Zobacz na zdjęcie Joanny Kulig z profilu. Makijaż rozszerzający górną linie ust na boki oraz zwężający obrys dolnej wargi. Do tego prawdopodobnie podkreślenie linii płatków nosa. Na zdjęciu w zbliżeniu dopiero widać jak charakteryzatorzy zmieniali wygląd aktorów makijażem. Celowo ich oszpecali, karykaturowali. Akurat z panią Joanną się im nie udało, nadal pozostała ładna :-)

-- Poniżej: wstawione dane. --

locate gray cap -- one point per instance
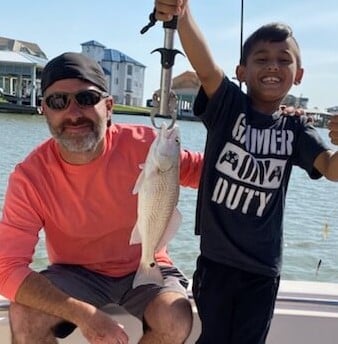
(73, 65)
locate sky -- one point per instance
(62, 25)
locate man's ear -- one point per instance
(240, 73)
(299, 76)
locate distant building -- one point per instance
(125, 76)
(333, 109)
(21, 64)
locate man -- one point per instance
(77, 186)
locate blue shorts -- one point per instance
(235, 306)
(101, 290)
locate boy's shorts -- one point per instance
(101, 290)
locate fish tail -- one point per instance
(148, 274)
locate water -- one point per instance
(310, 204)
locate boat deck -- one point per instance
(305, 313)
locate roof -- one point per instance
(113, 55)
(21, 46)
(93, 43)
(22, 58)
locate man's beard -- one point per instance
(78, 143)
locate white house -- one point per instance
(125, 76)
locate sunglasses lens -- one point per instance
(57, 101)
(88, 98)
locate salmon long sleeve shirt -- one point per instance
(86, 211)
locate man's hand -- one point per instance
(333, 129)
(100, 328)
(166, 9)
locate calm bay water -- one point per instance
(311, 205)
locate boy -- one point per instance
(249, 154)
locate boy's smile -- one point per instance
(270, 71)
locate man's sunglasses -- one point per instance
(60, 100)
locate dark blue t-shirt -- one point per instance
(247, 166)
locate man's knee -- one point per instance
(170, 315)
(26, 322)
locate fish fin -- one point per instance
(171, 230)
(147, 274)
(135, 237)
(138, 183)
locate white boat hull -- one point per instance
(305, 313)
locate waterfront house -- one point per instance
(21, 64)
(125, 76)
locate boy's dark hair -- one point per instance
(273, 32)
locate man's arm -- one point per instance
(193, 43)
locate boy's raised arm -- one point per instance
(193, 43)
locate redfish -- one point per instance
(157, 215)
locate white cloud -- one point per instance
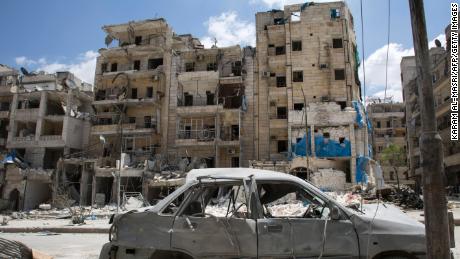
(281, 3)
(23, 61)
(83, 67)
(375, 69)
(229, 30)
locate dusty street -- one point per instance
(69, 246)
(84, 246)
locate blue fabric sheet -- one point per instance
(324, 147)
(361, 163)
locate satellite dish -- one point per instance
(108, 40)
(24, 71)
(437, 43)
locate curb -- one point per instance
(76, 230)
(456, 221)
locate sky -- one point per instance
(54, 35)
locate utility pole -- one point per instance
(434, 196)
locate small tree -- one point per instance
(394, 156)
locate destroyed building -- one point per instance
(389, 128)
(49, 119)
(164, 104)
(440, 67)
(306, 76)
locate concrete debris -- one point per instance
(44, 206)
(329, 179)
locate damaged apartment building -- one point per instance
(49, 118)
(440, 67)
(389, 128)
(307, 77)
(164, 105)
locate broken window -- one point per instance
(236, 68)
(280, 50)
(278, 21)
(335, 13)
(280, 81)
(209, 98)
(188, 99)
(296, 45)
(282, 146)
(114, 67)
(190, 67)
(147, 122)
(289, 200)
(298, 106)
(339, 74)
(154, 63)
(235, 161)
(176, 203)
(297, 76)
(223, 200)
(211, 67)
(137, 65)
(337, 43)
(104, 67)
(281, 113)
(133, 93)
(149, 93)
(138, 40)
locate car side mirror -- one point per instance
(335, 213)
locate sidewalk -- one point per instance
(55, 225)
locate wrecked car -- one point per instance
(251, 213)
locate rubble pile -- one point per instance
(347, 199)
(329, 179)
(404, 197)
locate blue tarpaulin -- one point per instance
(359, 117)
(9, 159)
(324, 147)
(361, 163)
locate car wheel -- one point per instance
(14, 249)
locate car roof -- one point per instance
(239, 173)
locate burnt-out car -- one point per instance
(250, 213)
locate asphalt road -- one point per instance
(68, 246)
(85, 246)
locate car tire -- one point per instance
(14, 249)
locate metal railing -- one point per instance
(201, 135)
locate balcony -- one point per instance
(321, 118)
(4, 114)
(27, 114)
(130, 128)
(201, 137)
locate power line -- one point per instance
(388, 50)
(364, 56)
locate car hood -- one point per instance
(389, 219)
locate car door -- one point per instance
(214, 223)
(294, 223)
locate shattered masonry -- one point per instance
(441, 89)
(163, 104)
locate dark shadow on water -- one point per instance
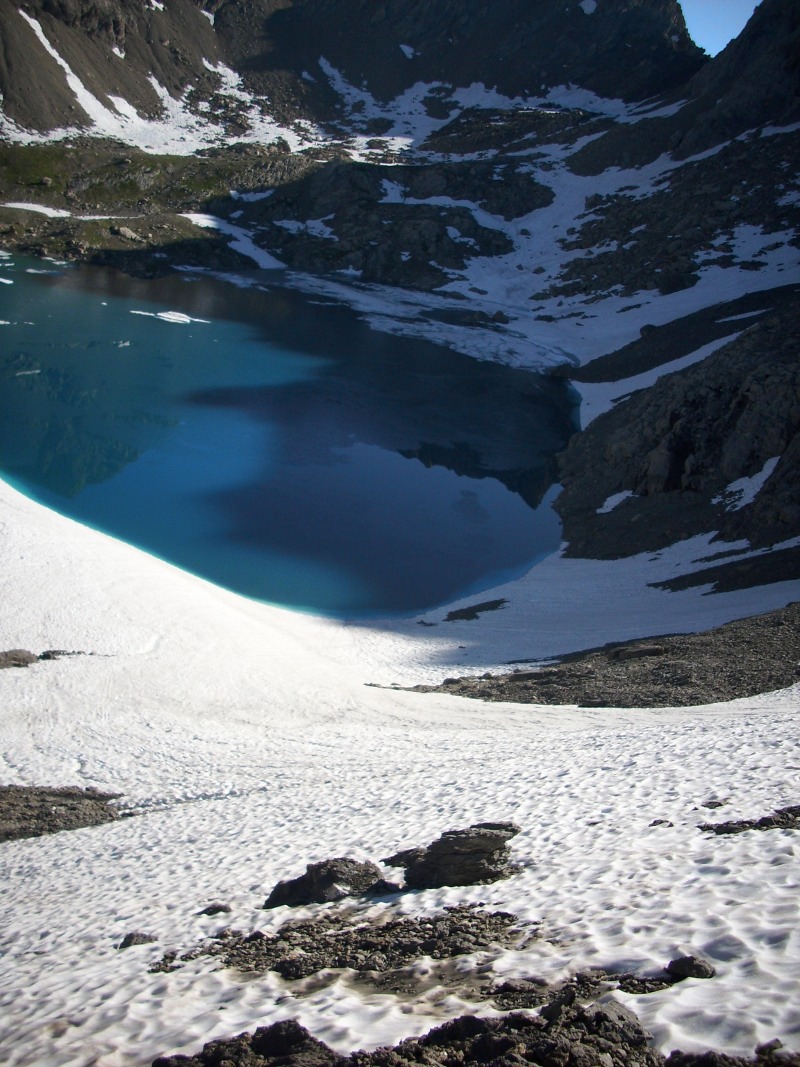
(397, 471)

ps. no właśnie samochody to miała być ta futurologia z lat 70. Ale gdyby tak dzisiaj rozpocząć produkcje 126p ale z całym podwoziem elektrycznym i bateriami od Tesli jako czterokołowca 7Le ??? To jest jakiś pomysł może nawet pomysł na biznes pod nazwą "polski samochód elektryczny" :-)
Tylko widzowie nawykli do prostszych produkcji wymagają utożsamienia się z bohaterem.
buuuhahahaha - brnij dalej. Im bardziej przebierasz nogami tym błotko dookoła ciebie większe i bardziej grzęźniesz :)
Poważnie. :) Utożsamienie z bohaterem to coś jak "taki chciałbym być" albo "lubię oglądać filmy o mnie". Pasuje do przygodówek dla dzieci.
Z takim trollikiem jak ty, nikt się nie utożsami. Nie dziwi, że lubisz oglądać to kim nie jesteś. Obrzydzenie do samego siebie to coś naturalnego u takich prostaczków pozujących na intelektualistów.
Porozmawiałbym ale jak sam widzisz po swoim wpisie nie mam z kim. Tylko jakiś prostaczek udający inteligenta szarpie mnie za nogawkę. :D
Zauważyłem, że na całym forum nie masz z kim. :) A ocen masz tyle, że doskonale widzimy, jak ci na filmach zależy.
bardziej niż tobie na bredzeniu pseudoitelektualnymi s-recenzjami i debilnymi komentarzami, trollu.